Architecture Trip to Lisbon and Santa-Clara-a-Velha

Undergraduate Architecture students recently visited Portugal to work on their second and third year design projects.

They explored 'ruin' and 'daily life' in Portugal's urban and rural locations, from historic sites in the Mouraria neighbourhood, Lisbon, to the rural inland village of Santa Clara-a-Velha. Students conducted fieldwork and experimental film recording to explore traces of the ‘ruins’.

While here, students examined the commonplace of daily life routines; the embedded memories of both city and countryside.

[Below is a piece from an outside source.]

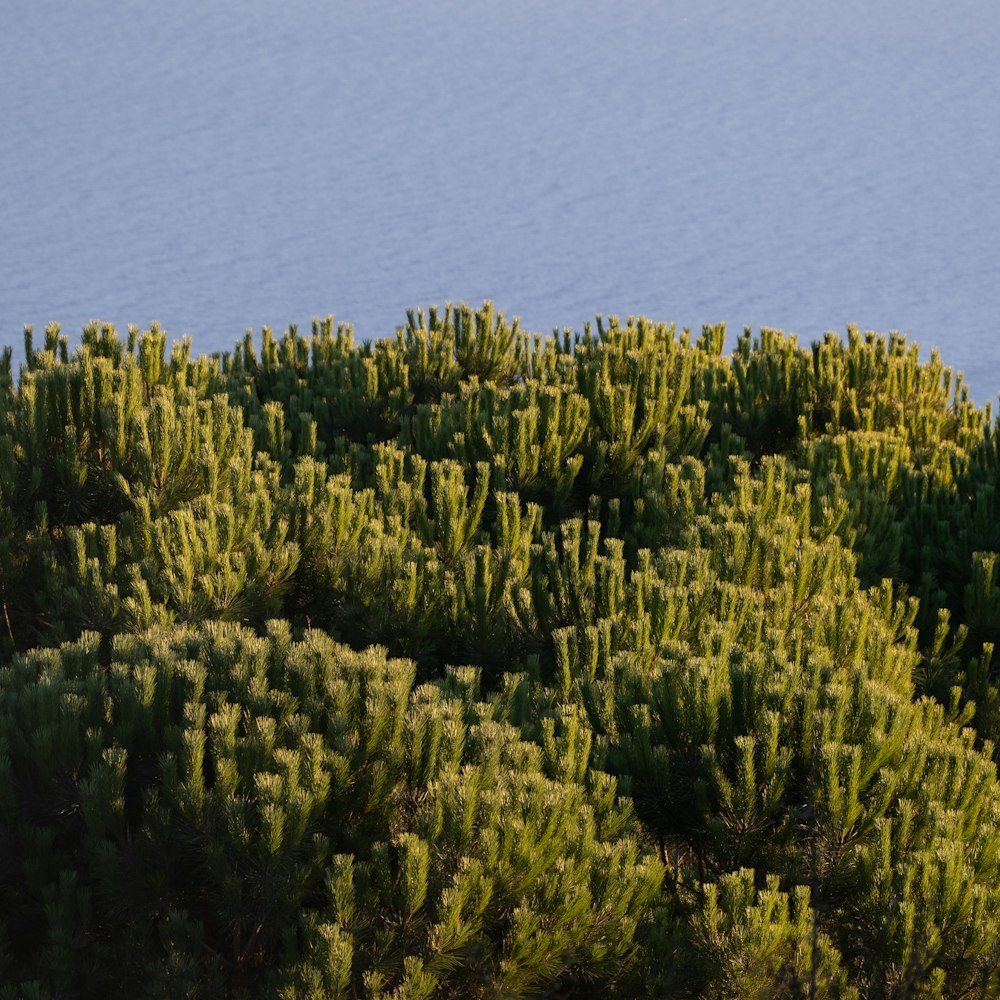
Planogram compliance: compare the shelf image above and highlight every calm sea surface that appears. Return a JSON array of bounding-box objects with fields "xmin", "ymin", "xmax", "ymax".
[{"xmin": 0, "ymin": 0, "xmax": 1000, "ymax": 402}]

Both Mouraria and Santa Clara-a-Velha are examples of areas which have been neglected but could be revived with investment in the cultural infrastructure.

The trip coincided with the Lisbon Architecture Triennale at the Centro Cultural de Belém Foundation (CCB), which helped to define the importance of contextual and ecological relationships with site, and reinforced the practice of curating artefacts, film, and narrative.

Students used experimental techniques to record and project film representations of each site, reanimating urban and rural environments.

On their experience, one student shared:

“The trip to the rural town Santa Clara wasn’t what I had expected, it was a beautiful rural place with friendly Portuguese residents. The parallel between the urban and rural gave us the opportunity to explore how daily life can be experienced as a result of ‘place’. It is a shame that places like Santa Clara become neglected and eventually become abandoned towns. I am very much looking forward to proposing a scheme that helps to rebalance some of the cultural differences between the two locations.”

BA (Hons) Architecture and BA (Hons) Interior Architecture and Design Trip to Copenhagen

BA (Hons) Architecture and BA (Hons) Interior Architecture and Design students have recently returned from a fieldtrip to Denmark’s capital city, Copenhagen.

The group spent four days soaking up the culture at the epicentre of ‘Scandi-Cool’ with its enigmatic blend of contemporary architecture, creative reuse, and centuries old history. The goal was to explore architectural design driven by a clear sustainability agenda, with high-quality urban master planning and public green spaces.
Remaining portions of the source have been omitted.